Palavras-chave: Bexiga; Bactéria; Canino; Urinálise; Hematologia; Bioquímica.

1 INTRODUÇÃO

A cistite se caracteriza por um processo inflamatório e/ou infeccioso da vesícula


urinária, sendo considerada rotineira na clínica veterinária. Ela pode ser classificada em
aguda, tendo como etiologia as mais diversas, entretanto, uma das principais é a infecção
bacteriana. Tem-se também a cistite crônica, com diversas etiologias, sendo a mais comum, os
cálculos vesicais (ZACHARY, 2018).
Dados mostram que as neoplasias, urolitíase, alterações do sistema nervoso, uso de
corticosteróides, e doenças endócrinas, podem predispor à cistite. Ainda, comorbidades e
diversos fatores demográficos podem estar associados à predisposição para essa enfermidade,
incluindo idade avançada, porte físico, e raças específicas (SENIOR, 2011).
Em relação aos sinais clínicos, é mais comum o animal apresentar quadro de
hematúria, disúria e polaciúria, podendo ser evidenciados isolados ou em conjunto (HARRER
et al., 2022).

O diagnóstico de cistite baseia-se na anamense, exame físico e exames


complementares como: urinálise, urinocultura para detecção de agentes microbianos, e
também o exame ultrassonográfico (VASCONCELLOS, 2012). Já o prognóstico vai ser
determinado a partir da causa da cistite, do diagnóstico precoce e início do tratamento.
Considerando que a cistite bacteriana é uma das mais prevalentes na clínica veterinária
e que pode comprometer o bem estar do animal, torna-se interessante estudá-la. Dessa forma,
o objetivo desse trabalho é relatar um caso de cistite bacteriana canina com diagnóstico em
Fortaleza, Ceará.

2 RELATO DE CASO

Foi atendida em uma clínica veterinária em Fortaleza, Ceará, uma cadela, da raça
Poodle, com sete anos de idade, pesando 9 kg. A tutora relatou que no início da micção do
animal, a urina apresentava-se amarelada e, ao final da micção, apresentava-se
“avermelhada”. Foi comentado também que a cadela não ingeriu muita água, mas alimentava-
se normalmente. Ao exame físico, verificou-se temperatura de 38,5˚C, bom escore corporal,
mucosas rosadas e pelagem brilhosa.

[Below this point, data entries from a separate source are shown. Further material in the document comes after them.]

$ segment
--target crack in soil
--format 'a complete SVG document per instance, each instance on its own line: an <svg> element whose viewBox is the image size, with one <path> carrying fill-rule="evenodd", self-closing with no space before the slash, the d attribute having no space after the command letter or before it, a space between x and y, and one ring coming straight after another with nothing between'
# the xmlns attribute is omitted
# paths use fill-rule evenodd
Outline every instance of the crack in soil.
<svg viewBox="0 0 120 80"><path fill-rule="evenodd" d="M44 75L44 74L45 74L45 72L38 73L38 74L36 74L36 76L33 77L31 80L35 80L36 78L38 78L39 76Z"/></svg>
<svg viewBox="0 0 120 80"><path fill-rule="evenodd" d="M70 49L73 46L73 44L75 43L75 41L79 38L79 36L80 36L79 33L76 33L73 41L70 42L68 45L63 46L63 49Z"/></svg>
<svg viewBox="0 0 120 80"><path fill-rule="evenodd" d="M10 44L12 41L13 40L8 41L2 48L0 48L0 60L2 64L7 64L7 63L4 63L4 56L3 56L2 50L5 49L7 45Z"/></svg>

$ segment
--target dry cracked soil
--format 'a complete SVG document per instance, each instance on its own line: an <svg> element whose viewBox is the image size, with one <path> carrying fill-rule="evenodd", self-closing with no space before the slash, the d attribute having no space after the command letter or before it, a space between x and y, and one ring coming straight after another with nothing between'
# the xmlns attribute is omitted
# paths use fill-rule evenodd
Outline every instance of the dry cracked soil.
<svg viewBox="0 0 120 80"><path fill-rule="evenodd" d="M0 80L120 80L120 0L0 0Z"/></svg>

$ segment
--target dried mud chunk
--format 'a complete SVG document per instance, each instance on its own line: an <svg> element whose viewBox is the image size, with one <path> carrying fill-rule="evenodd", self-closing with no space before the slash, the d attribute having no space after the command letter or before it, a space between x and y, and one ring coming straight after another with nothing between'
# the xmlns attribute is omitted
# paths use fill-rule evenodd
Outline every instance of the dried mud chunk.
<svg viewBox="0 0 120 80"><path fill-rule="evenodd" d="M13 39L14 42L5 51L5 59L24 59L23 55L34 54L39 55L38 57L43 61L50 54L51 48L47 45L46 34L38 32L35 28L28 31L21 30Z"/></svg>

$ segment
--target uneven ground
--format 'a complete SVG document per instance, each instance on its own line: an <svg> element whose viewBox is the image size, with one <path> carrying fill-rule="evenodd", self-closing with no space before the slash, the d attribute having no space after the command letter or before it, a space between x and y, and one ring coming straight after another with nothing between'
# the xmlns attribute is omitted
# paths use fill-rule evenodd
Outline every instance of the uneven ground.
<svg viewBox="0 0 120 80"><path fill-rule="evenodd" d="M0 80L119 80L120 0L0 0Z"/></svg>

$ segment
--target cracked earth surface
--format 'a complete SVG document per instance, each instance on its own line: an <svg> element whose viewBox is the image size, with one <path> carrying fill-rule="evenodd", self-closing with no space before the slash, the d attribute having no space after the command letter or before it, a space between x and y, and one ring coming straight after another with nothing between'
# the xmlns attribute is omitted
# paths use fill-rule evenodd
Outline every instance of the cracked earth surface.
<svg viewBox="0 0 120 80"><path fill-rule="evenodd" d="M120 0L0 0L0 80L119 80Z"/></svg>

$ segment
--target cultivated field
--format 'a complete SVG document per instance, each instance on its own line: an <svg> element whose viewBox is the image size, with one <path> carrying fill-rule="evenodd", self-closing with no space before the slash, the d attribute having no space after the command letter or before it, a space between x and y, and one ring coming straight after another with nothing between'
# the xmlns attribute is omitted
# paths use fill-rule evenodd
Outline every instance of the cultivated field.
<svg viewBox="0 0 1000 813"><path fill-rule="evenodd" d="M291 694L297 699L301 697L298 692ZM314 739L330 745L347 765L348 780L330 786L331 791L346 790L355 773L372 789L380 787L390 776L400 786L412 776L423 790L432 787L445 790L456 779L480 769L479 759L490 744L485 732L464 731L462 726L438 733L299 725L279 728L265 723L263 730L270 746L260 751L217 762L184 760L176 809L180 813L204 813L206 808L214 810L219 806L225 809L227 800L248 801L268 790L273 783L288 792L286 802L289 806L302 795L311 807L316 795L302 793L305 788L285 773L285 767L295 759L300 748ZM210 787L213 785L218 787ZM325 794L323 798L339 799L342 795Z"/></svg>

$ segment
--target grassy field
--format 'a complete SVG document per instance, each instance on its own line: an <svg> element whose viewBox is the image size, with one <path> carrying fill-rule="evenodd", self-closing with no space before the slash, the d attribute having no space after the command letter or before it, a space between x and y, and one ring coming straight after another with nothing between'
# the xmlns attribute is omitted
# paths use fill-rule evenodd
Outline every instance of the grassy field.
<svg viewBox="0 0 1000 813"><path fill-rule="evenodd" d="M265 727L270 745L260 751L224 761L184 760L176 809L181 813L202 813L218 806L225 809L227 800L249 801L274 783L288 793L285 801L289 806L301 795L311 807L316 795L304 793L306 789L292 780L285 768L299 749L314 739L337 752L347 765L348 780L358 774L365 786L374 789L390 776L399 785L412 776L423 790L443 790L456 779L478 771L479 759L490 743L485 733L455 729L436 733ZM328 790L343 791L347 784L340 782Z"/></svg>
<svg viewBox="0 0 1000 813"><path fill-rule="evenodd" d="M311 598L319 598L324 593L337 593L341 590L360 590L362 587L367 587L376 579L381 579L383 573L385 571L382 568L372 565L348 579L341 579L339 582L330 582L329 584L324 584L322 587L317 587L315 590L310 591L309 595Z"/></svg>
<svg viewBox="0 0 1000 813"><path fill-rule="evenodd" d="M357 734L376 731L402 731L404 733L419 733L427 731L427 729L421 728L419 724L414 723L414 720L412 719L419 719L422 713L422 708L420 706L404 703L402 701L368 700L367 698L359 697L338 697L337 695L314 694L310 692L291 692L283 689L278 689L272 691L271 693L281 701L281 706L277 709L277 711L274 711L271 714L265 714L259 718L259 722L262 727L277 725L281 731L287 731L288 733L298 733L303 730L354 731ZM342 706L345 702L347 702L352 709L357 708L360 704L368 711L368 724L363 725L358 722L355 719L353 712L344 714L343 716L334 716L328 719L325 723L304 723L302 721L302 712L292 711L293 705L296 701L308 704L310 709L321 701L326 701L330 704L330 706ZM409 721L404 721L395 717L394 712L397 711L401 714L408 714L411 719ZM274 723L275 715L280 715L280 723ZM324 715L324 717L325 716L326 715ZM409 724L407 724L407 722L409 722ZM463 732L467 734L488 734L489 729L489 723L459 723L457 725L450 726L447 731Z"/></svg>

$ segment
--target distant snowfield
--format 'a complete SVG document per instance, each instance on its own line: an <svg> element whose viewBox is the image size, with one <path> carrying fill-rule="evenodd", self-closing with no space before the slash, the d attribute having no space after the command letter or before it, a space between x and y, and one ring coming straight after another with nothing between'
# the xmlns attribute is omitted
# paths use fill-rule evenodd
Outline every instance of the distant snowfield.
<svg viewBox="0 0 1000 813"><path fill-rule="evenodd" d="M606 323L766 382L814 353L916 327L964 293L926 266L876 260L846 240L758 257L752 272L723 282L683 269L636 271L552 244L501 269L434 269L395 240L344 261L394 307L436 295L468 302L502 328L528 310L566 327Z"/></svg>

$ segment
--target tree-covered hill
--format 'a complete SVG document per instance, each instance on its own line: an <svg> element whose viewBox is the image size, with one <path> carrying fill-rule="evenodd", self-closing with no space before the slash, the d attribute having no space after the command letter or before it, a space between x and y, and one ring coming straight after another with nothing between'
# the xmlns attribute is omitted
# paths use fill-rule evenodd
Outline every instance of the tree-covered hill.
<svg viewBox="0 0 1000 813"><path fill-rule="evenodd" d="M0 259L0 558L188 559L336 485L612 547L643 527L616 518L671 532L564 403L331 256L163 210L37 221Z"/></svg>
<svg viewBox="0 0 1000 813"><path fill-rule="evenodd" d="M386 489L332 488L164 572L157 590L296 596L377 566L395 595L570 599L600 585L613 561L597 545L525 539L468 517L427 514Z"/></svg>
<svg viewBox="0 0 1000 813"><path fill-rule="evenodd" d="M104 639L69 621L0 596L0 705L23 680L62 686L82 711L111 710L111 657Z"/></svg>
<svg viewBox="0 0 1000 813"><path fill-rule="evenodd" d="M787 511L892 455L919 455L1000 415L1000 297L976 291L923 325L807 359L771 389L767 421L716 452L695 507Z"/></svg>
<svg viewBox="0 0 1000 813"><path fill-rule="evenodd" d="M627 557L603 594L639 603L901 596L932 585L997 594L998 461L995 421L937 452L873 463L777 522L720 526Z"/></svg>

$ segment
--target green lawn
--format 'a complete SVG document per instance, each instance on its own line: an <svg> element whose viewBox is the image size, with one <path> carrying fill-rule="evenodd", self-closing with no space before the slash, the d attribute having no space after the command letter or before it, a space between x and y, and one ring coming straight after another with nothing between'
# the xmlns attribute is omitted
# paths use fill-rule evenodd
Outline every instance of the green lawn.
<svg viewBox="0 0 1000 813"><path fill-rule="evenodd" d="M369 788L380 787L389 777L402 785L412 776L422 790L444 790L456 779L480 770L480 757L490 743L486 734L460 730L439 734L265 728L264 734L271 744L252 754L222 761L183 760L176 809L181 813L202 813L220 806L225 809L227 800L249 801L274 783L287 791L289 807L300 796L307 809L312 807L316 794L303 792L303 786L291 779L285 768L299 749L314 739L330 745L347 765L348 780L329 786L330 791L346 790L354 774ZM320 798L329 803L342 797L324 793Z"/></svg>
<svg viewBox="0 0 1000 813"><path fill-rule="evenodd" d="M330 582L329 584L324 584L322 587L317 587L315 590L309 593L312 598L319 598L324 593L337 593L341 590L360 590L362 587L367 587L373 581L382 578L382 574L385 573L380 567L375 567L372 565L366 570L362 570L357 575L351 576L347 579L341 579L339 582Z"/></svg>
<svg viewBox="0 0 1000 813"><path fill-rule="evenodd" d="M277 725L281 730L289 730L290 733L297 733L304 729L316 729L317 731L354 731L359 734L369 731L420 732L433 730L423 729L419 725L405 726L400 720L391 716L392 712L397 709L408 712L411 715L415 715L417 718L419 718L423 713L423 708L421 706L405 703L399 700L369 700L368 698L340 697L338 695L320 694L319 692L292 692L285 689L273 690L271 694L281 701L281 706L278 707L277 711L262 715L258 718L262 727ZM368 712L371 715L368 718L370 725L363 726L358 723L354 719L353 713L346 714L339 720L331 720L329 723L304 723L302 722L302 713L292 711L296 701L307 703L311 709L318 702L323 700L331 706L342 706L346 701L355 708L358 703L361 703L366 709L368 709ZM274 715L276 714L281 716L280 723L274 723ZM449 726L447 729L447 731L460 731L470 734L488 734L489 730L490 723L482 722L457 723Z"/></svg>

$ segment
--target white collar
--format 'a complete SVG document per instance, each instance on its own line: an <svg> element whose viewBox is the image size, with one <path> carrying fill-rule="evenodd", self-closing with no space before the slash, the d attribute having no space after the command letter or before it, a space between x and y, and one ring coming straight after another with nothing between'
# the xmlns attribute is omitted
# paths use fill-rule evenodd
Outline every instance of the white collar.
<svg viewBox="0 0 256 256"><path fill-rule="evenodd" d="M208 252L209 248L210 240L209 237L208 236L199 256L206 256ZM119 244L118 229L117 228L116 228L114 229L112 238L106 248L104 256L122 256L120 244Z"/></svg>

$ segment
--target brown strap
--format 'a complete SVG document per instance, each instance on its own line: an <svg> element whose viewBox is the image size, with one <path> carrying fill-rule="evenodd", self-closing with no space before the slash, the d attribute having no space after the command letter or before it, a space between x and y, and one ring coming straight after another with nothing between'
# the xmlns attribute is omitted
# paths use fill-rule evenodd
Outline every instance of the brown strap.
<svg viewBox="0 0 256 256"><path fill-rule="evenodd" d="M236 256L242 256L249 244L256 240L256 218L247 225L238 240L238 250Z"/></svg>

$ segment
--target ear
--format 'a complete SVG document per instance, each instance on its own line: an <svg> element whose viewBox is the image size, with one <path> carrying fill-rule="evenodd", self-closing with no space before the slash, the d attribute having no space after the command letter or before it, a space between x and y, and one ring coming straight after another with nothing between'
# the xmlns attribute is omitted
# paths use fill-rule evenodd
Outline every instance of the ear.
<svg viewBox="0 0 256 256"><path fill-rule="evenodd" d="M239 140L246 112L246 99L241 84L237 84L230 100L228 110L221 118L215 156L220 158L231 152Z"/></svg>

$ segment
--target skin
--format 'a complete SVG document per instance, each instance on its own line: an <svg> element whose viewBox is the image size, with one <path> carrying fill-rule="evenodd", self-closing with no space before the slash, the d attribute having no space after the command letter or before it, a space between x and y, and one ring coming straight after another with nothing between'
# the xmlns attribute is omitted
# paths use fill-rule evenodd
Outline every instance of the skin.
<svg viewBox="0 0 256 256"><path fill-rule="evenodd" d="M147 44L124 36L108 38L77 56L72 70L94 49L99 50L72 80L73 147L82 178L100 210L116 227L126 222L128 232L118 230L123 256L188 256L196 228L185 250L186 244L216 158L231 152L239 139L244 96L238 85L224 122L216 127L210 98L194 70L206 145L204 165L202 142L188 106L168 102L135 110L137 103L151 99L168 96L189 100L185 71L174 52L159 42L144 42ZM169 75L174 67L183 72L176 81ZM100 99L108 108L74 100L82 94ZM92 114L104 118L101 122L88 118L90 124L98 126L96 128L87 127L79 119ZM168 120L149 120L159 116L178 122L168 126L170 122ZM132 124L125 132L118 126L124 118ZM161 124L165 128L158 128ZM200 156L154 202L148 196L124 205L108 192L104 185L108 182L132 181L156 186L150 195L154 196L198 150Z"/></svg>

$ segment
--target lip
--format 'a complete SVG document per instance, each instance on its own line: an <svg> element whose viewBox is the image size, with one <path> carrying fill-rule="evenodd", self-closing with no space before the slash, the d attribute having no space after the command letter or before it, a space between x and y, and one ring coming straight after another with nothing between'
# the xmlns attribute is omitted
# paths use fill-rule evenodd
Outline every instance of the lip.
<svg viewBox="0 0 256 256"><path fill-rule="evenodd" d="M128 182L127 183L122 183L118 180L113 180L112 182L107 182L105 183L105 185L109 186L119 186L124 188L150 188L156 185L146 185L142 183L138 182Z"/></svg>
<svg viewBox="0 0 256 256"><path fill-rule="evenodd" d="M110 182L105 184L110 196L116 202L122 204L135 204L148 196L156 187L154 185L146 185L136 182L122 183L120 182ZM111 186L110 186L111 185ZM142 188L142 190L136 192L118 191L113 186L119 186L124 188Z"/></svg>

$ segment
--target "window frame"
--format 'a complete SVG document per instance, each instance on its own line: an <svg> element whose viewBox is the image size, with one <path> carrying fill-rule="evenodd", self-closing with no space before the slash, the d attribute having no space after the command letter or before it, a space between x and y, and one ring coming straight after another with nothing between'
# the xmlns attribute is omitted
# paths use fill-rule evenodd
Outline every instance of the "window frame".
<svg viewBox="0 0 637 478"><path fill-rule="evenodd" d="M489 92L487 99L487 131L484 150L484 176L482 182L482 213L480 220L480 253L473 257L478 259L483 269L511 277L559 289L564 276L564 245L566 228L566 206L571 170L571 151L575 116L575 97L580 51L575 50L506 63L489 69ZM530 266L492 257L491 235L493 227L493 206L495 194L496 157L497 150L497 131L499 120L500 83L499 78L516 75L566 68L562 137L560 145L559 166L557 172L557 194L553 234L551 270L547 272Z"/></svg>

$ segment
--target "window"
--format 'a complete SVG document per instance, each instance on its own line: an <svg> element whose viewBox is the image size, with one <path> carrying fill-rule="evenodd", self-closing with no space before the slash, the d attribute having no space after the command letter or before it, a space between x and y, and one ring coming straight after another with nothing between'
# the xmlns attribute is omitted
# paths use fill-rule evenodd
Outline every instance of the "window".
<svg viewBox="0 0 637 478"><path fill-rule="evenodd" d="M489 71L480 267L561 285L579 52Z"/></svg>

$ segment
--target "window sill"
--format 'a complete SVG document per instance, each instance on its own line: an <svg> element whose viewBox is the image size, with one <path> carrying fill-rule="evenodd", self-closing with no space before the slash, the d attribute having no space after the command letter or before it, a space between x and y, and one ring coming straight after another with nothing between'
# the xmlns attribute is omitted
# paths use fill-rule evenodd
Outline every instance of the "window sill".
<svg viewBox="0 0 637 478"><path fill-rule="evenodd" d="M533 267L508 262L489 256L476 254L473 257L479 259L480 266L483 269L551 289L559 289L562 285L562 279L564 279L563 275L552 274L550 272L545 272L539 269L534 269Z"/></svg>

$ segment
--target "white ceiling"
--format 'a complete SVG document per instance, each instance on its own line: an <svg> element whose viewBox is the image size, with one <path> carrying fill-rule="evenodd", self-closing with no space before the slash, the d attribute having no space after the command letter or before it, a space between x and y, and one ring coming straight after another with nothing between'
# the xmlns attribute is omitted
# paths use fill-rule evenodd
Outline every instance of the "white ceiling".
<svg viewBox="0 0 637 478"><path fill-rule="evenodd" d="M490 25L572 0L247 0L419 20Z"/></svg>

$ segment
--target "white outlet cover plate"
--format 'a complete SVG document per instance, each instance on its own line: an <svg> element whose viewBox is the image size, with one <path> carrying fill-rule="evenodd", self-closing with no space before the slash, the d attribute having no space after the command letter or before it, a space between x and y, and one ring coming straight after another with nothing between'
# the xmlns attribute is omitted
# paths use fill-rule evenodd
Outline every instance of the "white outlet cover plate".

Palpação e ausculta normais, sem demonstrar nenhuma
alteração ou dor na avaliação física. Dessa forma, foram solicitados: hemograma, dosagens
bioquímicas e urinálise.

3 DISCUSSÃO

Nesse relato, foi realizada a urinálise. Em relação ao seu resultado (Tabela 1), não se
observou qualquer alteração no exame físico. Entretanto, na anamnese foi relatada a
existência de uma coloração avermelhada. Esse achado pode estar relacionado à presença de
hemácias, o que de fato foi visualizado no exame de sedimento (Tabela 1). Dados mostram
que a hematúria pode estar associada a quadros inflamatórios no trato urinário como
pielonefrite, ureterite, cistite, bem como congestão passiva renal, distúrbios hemostáticos,
dentre outros (LOPES et al., 2007).

Tabela 1: Resultado da urinálise de uma cadela com quadro de cistite.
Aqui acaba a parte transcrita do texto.